Dr Sarah Pearson
Along the way she was head of Open Innovation at Cadbury, a consultant for high tech companies at Mckinsey &Co, and set up the Canberra Innovation Network before being hand picked to wear two important hats within Australia's Department of Foreign Affairs and Trade (DFAT). In 2015, Dr Pearson was part of an International Reference Group that helped establish DFAT'S innovationxchange program after then-foreign Minister, Julie Bishop, decided she wanted to inject innovation into Australia's aid program. In 2018, she was asked to formally join DFAT to take the reins of the program and to fill the dual roles of Chief Innovation Officer and the department's Chief Scientist. AQ chats to one of the country's leading innovation experts on the growing importance of science and technology to the Australian government's diplomatic arm and how they can be used for aid, relationship building and to achieve Agenda 2030.
Some people might wonder what a particle physicist is doing in Foreign Affairs. Why is Science, Technology and Innovation (STI) of interest to the diplomatic arm of the government?
From a foreign policy perspective STI is a value proposition that we can utilise for partnerships with other countries. We can use STI as door openers, to be able to say to people overseas: “Yes, we have a modern, creative, innovationbased economy”. That helps build trust which you can then build on to open doors for other conversations.
This is, in essence, science diplomacy - how can we tell the story of the great science, technology and innovation that we have in Australia. This, again, builds trust, builds credibility and changes people's view of Australia. I think at the moment there are a number of countries that think we are just a source of resources and great beaches.
But actually we have an innovative economy and world-class research that we need to be telling people more about.
What role do you play in this at DFAT?
I have both the Chief Innovation Officer and Chief Scientist hats, as an expert rather than a traditional public servant, and as such I provide a voice for, and connectivity to, science and innovation in DFAT. For me, that's very much the optimistic perspective, leading on the opportunity perspective around science and innovation.
For the countries we engage with, the big piece of work I particularly enjoy is helping countries in the Indo-pacific to build Sti-based economies for social
If 75% of future high-growth jobs need STEM and 65% of those jobs don’t even exist yet, women are going to miss out on both those fronts if we don’t ensure they have access to opportunities now.
and economic impact. For example, at DFAT'S innovationxchange, we run a program called Scaling Frontier Innovation, where we're helping to build the social entrepreneurship infrastructure across the Indo-pacific.

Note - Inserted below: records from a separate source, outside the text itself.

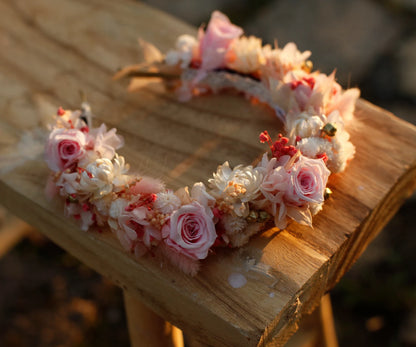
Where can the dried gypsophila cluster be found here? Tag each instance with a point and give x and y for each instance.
(186, 225)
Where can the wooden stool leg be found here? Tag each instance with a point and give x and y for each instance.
(328, 333)
(147, 329)
(316, 329)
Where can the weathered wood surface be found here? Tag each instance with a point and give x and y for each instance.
(50, 49)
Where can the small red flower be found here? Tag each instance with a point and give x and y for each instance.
(60, 111)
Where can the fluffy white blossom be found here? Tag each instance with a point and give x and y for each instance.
(236, 187)
(184, 52)
(245, 54)
(233, 224)
(103, 175)
(303, 124)
(167, 202)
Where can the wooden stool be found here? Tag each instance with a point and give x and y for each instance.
(52, 48)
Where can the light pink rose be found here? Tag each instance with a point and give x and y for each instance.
(137, 231)
(191, 232)
(64, 148)
(274, 186)
(216, 40)
(308, 179)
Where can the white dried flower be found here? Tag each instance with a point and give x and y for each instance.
(117, 207)
(167, 202)
(233, 224)
(339, 150)
(245, 54)
(104, 175)
(304, 124)
(236, 187)
(184, 52)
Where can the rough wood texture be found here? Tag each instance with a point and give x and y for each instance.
(147, 328)
(52, 48)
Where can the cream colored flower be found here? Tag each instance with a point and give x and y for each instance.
(245, 54)
(186, 46)
(304, 124)
(233, 224)
(104, 176)
(167, 202)
(236, 187)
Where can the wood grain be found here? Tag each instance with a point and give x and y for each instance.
(50, 49)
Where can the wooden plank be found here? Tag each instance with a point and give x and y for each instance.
(148, 329)
(52, 48)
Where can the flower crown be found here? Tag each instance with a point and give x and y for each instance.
(186, 225)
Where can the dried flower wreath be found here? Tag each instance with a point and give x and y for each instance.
(184, 226)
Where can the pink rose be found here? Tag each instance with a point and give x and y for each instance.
(136, 232)
(64, 148)
(308, 179)
(216, 40)
(192, 231)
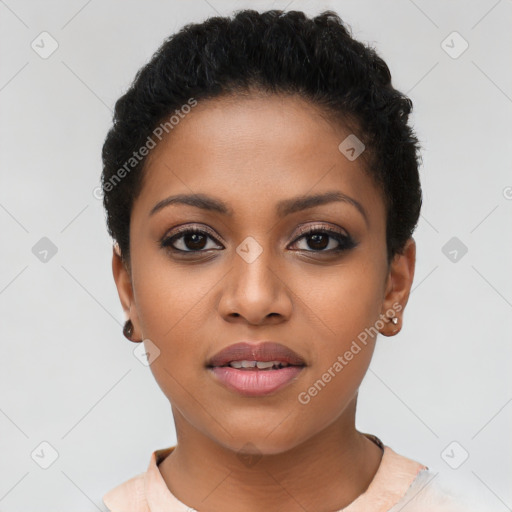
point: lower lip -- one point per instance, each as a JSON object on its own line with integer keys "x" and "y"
{"x": 255, "y": 382}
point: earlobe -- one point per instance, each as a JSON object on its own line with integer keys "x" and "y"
{"x": 122, "y": 278}
{"x": 399, "y": 283}
{"x": 123, "y": 282}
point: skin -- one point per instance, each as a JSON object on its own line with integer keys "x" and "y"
{"x": 252, "y": 152}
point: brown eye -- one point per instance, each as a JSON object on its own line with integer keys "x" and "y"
{"x": 326, "y": 240}
{"x": 190, "y": 240}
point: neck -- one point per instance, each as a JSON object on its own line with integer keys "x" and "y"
{"x": 206, "y": 475}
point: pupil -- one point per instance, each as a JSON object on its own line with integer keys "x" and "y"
{"x": 315, "y": 240}
{"x": 195, "y": 241}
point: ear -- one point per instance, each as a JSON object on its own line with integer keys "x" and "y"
{"x": 123, "y": 280}
{"x": 398, "y": 288}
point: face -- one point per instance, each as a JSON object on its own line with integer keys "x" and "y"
{"x": 261, "y": 266}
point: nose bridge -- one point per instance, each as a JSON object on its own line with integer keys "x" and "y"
{"x": 254, "y": 291}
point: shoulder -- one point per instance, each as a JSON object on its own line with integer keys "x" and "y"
{"x": 128, "y": 496}
{"x": 430, "y": 492}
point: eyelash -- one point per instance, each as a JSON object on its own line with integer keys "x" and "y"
{"x": 345, "y": 241}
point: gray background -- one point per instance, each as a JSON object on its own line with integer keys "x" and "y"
{"x": 69, "y": 378}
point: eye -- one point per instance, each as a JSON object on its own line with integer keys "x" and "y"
{"x": 322, "y": 239}
{"x": 190, "y": 239}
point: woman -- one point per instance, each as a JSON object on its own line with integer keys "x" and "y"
{"x": 261, "y": 184}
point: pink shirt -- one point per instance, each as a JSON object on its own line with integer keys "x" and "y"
{"x": 400, "y": 484}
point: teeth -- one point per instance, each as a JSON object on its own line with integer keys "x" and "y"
{"x": 260, "y": 364}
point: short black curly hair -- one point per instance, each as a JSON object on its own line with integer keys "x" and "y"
{"x": 274, "y": 52}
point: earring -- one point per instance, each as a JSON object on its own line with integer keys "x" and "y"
{"x": 128, "y": 331}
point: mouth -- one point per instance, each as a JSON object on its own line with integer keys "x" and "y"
{"x": 256, "y": 370}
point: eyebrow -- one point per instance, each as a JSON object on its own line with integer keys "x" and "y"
{"x": 283, "y": 207}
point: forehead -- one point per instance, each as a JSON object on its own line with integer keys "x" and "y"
{"x": 252, "y": 150}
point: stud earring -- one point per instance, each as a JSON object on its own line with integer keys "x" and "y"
{"x": 128, "y": 331}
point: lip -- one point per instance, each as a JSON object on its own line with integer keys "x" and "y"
{"x": 255, "y": 382}
{"x": 262, "y": 351}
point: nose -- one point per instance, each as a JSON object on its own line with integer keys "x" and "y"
{"x": 255, "y": 293}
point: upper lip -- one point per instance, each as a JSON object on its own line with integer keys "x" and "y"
{"x": 263, "y": 351}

The program builds the capability of 31 accelerators in 19 countries across the Indo-pacific. We have connected them with global best practice and tailored specific programs for each one to help build them into world-class accelerators.
You helped establish DFAT’S innovationxchange and now you oversee it directly, what has this programme achieved?
Since 2015, the innovationxchange has run 11 global challenges using an open innovation approach, and we've accessed 3000 ideas, investing in just over 140 of those ideas, which are having an impact in 56 countries. We find entrepreneurs around the world who can solve social challenges and we help and empower them to build social solutions using a commercial model.
We've also invested in the Global Innovation Fund, which is a $200 million impact-first venture capital fund, and a partnership between us, the US, the UK, Canada, Sweden and the Omidyar network.
And for every dollar we've invested, the start-ups have crowded in an additional 4.3 dollars of investment. There's not enough money around to reach the Sustainable Development Goals (SDGS) so by leveraging other people's resources from a wide range of sectors, we are giving ourselves a greater chance of achieving Agenda 2030.
Do you have any projects of your own that you’re keen to implement in the role?
The Scaling Frontier Innovation program is somewhat of a legacy piece for me. I suggested it when I was a member of Julie Bishop's International Reference Group and the team here took it up.
But I'd really like to talk about gender. For instance, in the work we do around the Scaling Frontier Innovation program, we have ensured a gender lens is used on all of the programs we deliver. We're acutely aware that not only are women under-represented in science, they are also under-represented in entrepreneurship.
If 75% of future high-growth jobs need STEM and 65% of those jobs don't even exist yet, women are going to miss out on both those fronts if we don't ensure they have access to opportunities now.
But domestically, we're pretty excited in Australia because we have a Chief Scientist in CSIRO who's a woman, the Department of Industry has a female Minister, in Defence we have a female Minister and a female Chief Scientist, and here in DFAT we have a female Chief Scientist and a female Minister.
There's been a lot of work done to encourage women into science but the role model piece is really important. It's important to show that, yes, you can be in leadership in science and be a woman, and actually be a woman.